Annual abortion rates ranging from 4.4 to 7.5 per 1,000 women in the study vs. 13.4 to 17 per 1,000 in the region and to 19.6 per 1,000 nationwide in 2008, the most recent national data available.
Falling rates of repeat abortions in the entire St. Louis region but not nearby Kansas City. The researchers say this is linked to their study, which recruited some women from abortion clinics.
Contributing: Associated Press. © 2012 USA TODAY. All rights reserved.
“These findings really show promise for what could happen on a national level,” with a combination of free birth control and promotion of the most effective methods, Kavanaugh says.
Jeanne Monahan of the conservative Family Research Council suggested contraceptive use can encourage riskier sexual behavior. “One might conclude that the Obama administration’s contraception mandate may ultimately cause more unplanned pregnancies since it mandates that all health plans cover contraceptives, including those that the study’s authors claim are less effective,” Monahan said.
The devices and insertion can cost several hundred dollars.

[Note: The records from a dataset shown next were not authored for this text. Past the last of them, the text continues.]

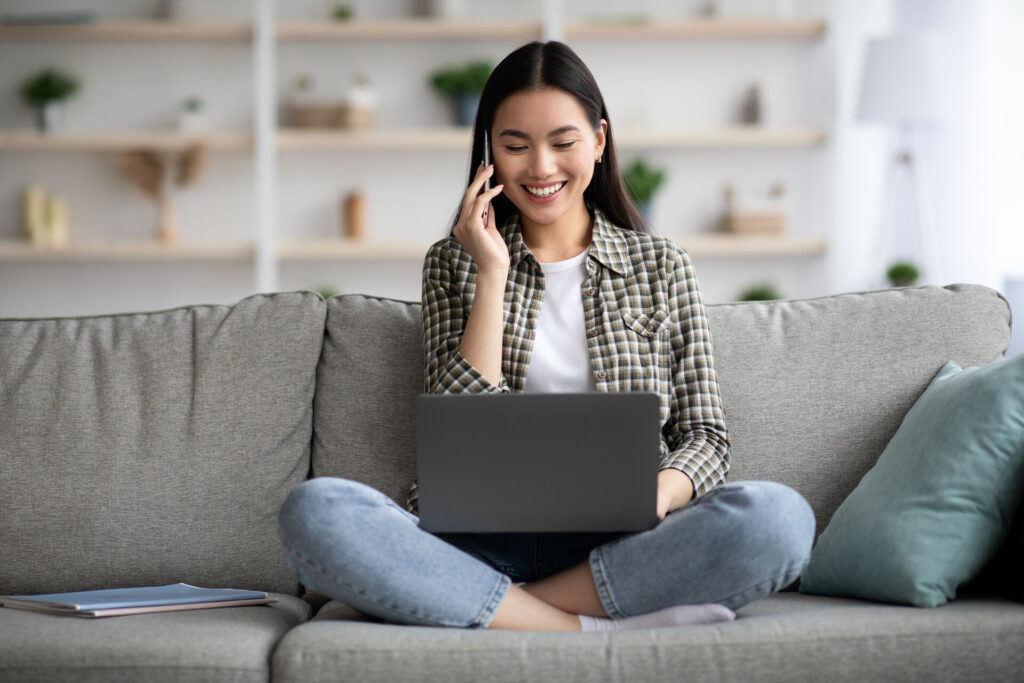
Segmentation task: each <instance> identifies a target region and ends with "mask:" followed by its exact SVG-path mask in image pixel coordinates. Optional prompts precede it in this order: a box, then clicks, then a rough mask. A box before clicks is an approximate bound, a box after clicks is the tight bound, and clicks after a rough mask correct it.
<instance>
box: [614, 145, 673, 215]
mask: <svg viewBox="0 0 1024 683" xmlns="http://www.w3.org/2000/svg"><path fill="white" fill-rule="evenodd" d="M623 180H625V181H626V188H627V189H628V190H629V193H630V197H631V198H632V199H633V202H634V203H635V204H636V205H637V208H638V209H639V210H640V213H641V214H643V217H644V220H648V219H649V218H650V201H651V198H653V197H654V193H655V191H657V188H658V187H660V186H662V183H663V182H665V171H664V170H663V169H656V168H652V167H651V166H648V165H647V163H646V162H645V161H643V160H642V159H638V160H636V161H635V162H633V163H632V164H630V166H629V167H628V168H627V169H626V171H625V172H624V173H623Z"/></svg>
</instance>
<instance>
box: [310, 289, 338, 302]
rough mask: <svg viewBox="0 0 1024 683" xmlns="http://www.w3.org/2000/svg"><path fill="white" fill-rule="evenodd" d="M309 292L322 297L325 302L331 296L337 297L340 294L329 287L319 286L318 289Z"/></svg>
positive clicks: (313, 289)
mask: <svg viewBox="0 0 1024 683" xmlns="http://www.w3.org/2000/svg"><path fill="white" fill-rule="evenodd" d="M310 291H311V292H316V294H319V295H321V296H322V297H324V300H325V301H326V300H328V299H330V298H331V297H333V296H338V295H339V294H341V292H340V291H339V290H337V289H335V288H333V287H331V286H330V285H321V286H319V287H314V288H313V289H311V290H310Z"/></svg>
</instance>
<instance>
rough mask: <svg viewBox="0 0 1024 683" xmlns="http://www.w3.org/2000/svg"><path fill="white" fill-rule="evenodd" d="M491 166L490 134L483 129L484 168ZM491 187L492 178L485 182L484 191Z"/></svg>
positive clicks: (483, 159) (483, 153)
mask: <svg viewBox="0 0 1024 683" xmlns="http://www.w3.org/2000/svg"><path fill="white" fill-rule="evenodd" d="M488 166H490V135H489V134H488V133H487V131H486V129H484V130H483V168H486V167H488ZM488 189H490V178H487V179H486V180H485V181H484V182H483V191H487V190H488Z"/></svg>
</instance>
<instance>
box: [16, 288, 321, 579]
mask: <svg viewBox="0 0 1024 683" xmlns="http://www.w3.org/2000/svg"><path fill="white" fill-rule="evenodd" d="M326 315H327V306H326V305H325V303H324V300H323V299H322V298H321V297H319V296H318V295H316V294H313V293H311V292H293V293H282V294H272V295H258V296H252V297H249V298H246V299H244V300H242V301H240V302H238V303H236V304H234V305H230V306H226V305H216V306H185V307H181V308H175V309H172V310H164V311H157V312H151V313H127V314H120V315H98V316H87V317H66V318H52V319H0V393H2V400H0V557H2V558H3V562H0V594H3V595H13V594H32V593H60V592H67V591H83V590H91V589H99V588H122V587H124V588H127V587H132V586H162V585H166V584H175V583H178V582H183V583H187V584H193V585H194V586H204V587H218V588H219V587H224V588H243V589H255V590H260V591H276V592H281V593H295V594H298V582H297V581H296V580H295V579H294V578H293V577H292V575H291V573H290V572H289V570H288V567H287V565H286V564H285V559H284V554H283V552H282V550H281V545H280V543H279V542H278V535H276V514H278V509H279V508H280V507H281V504H282V503H283V502H284V500H285V498H286V497H287V496H288V494H289V493H290V492H291V490H292V488H294V487H295V486H297V485H298V484H299V483H301V482H302V481H303V480H304V479H305V478H306V477H307V475H308V472H309V451H310V445H309V443H310V440H311V434H312V412H313V411H312V398H313V384H314V380H315V372H316V362H317V360H318V359H319V352H321V347H322V345H323V339H324V322H325V318H326Z"/></svg>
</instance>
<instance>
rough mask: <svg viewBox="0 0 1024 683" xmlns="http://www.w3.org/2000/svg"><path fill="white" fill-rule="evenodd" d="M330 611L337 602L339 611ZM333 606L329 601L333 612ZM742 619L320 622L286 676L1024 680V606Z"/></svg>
mask: <svg viewBox="0 0 1024 683" xmlns="http://www.w3.org/2000/svg"><path fill="white" fill-rule="evenodd" d="M329 606H330V605H329ZM325 609H327V608H325ZM737 613H738V617H737V618H736V621H735V622H732V623H729V624H721V625H714V626H697V627H680V628H673V629H649V630H639V631H624V632H621V633H550V632H537V631H535V632H529V631H527V632H515V631H472V630H471V631H467V630H462V629H436V628H427V627H410V626H401V627H398V626H393V625H386V624H377V623H373V622H359V621H339V620H335V621H331V620H327V618H323V620H315V621H312V622H309V623H308V624H303V625H301V626H299V627H297V628H295V629H294V630H292V631H290V632H289V633H288V635H286V636H285V638H284V639H283V640H282V642H281V644H280V645H279V646H278V649H276V650H275V651H274V654H273V659H272V664H271V670H272V675H273V680H274V681H275V682H278V681H280V682H283V683H288V682H291V681H295V682H298V681H302V682H304V683H317V682H319V681H324V682H327V681H337V680H339V678H340V677H341V676H344V677H345V678H346V679H348V680H352V681H360V683H373V682H374V681H414V680H415V681H422V682H424V683H429V682H431V681H437V682H444V683H458V682H460V681H465V682H467V683H468V682H470V681H473V682H476V681H488V682H493V683H502V682H503V681H651V682H656V681H666V682H668V681H680V680H694V681H707V682H713V681H723V682H725V681H759V682H761V683H775V682H777V683H799V682H802V681H808V682H815V683H816V682H817V681H829V682H830V683H841V682H845V681H857V682H860V681H893V682H895V681H909V680H915V681H930V682H935V683H940V682H945V681H949V682H957V681H964V680H976V681H1006V682H1008V683H1009V682H1010V681H1019V680H1020V671H1021V668H1022V667H1024V649H1022V648H1021V647H1019V643H1020V640H1021V637H1022V635H1024V605H1020V604H1017V603H1014V602H1009V601H1006V600H997V599H993V598H970V599H969V598H964V599H961V600H957V601H955V602H952V603H949V604H948V605H944V606H942V607H939V608H936V609H930V610H923V609H918V608H913V607H903V606H889V605H878V604H872V603H867V602H860V601H857V600H844V599H839V598H824V597H817V596H807V595H801V594H799V593H782V594H776V595H772V596H769V597H767V598H765V599H763V600H758V601H757V602H754V603H752V604H750V605H746V606H745V607H743V608H741V609H739V610H738V612H737Z"/></svg>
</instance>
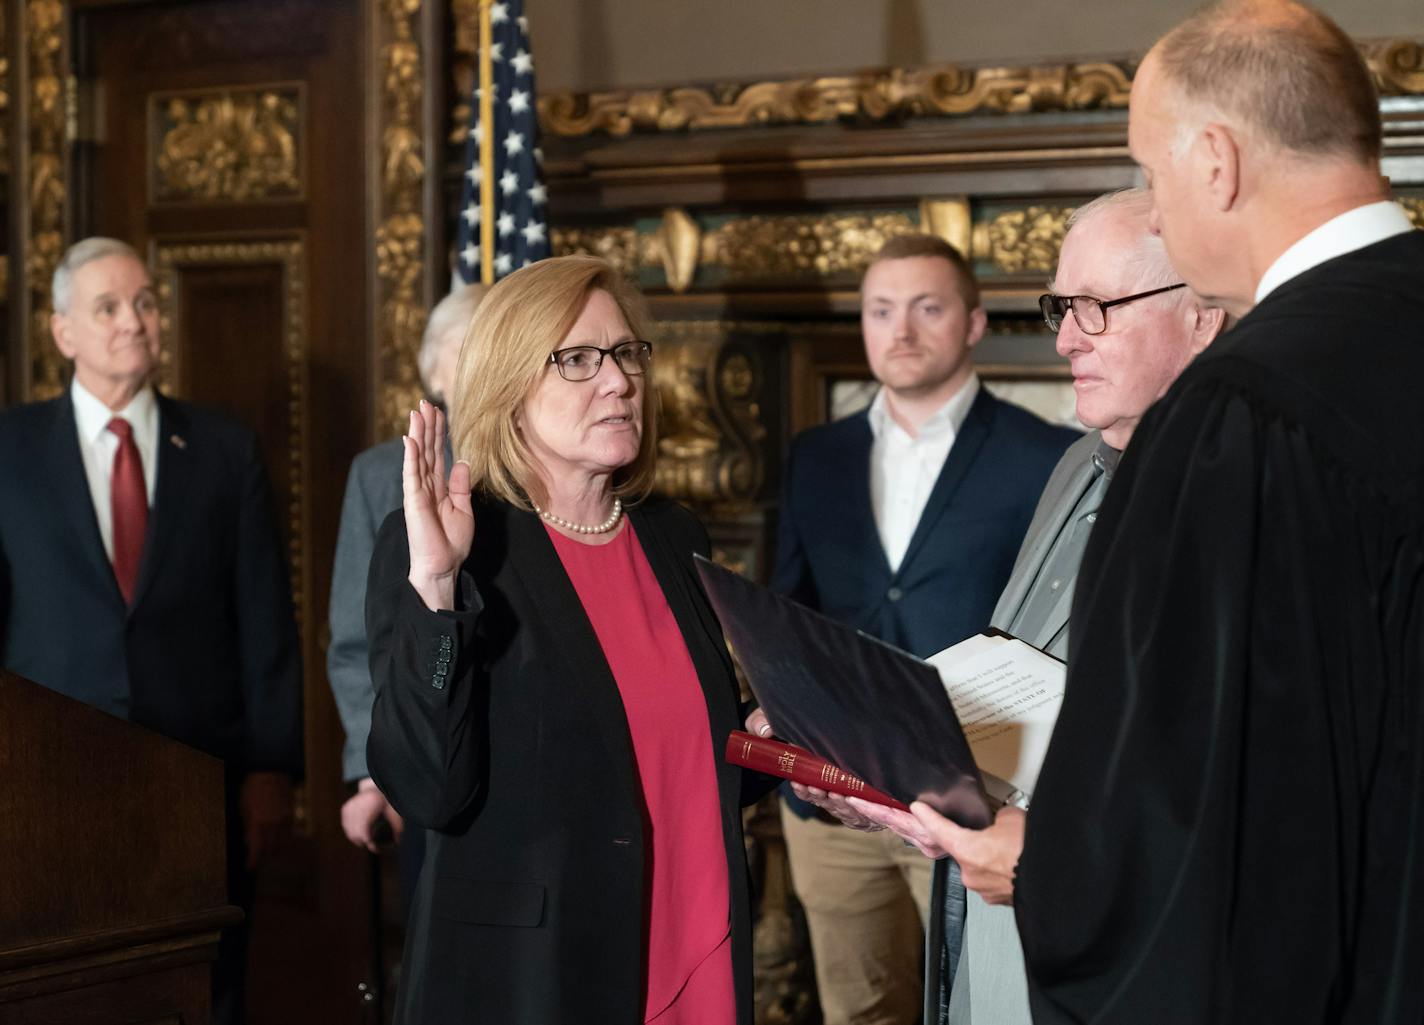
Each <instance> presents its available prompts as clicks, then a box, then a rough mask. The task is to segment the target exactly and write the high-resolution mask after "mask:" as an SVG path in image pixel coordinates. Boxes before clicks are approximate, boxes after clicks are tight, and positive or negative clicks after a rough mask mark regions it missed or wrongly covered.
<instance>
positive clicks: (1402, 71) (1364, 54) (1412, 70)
mask: <svg viewBox="0 0 1424 1025" xmlns="http://www.w3.org/2000/svg"><path fill="white" fill-rule="evenodd" d="M1361 48H1363V50H1364V60H1366V63H1367V64H1368V65H1370V71H1373V73H1374V84H1376V85H1377V87H1378V90H1380V95H1424V44H1420V43H1417V41H1414V40H1387V41H1384V43H1371V44H1366V46H1364V47H1361Z"/></svg>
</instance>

An IUD, which contains copper or a progestin hormone, is inserted in the uterus and lasts five to 10 years. Hormone implants, the size of a matchstick, are placed in the arm and last three years.
Cost is not the only barrier to more widespread use, says Tina Raine-Bennett, research director at the Women’s Health Research Institute at Kaiser Permanente Northern California. Many doctors don’t suggest the long-acting methods, she says, because they are not trained to insert them or remember outdated information about a faulty IUD discontinued decades ago.
Raine-Bennett led the committee of obstetricians and gynecologists that recently recommended IUDs and implants for teens. “They are as effective as sterilization, but they are reversible,” she says.
Under provisions of the Affordable Care Act that went into effect in August, insurers must cover birth control as well as many other preventive health services for women. Colleges, nonprofits and other employers affiliated with religious organizations that object to the rule have been given an extra year to comply. A number of legal challenges by states and employers are under way; one was dismissed this week.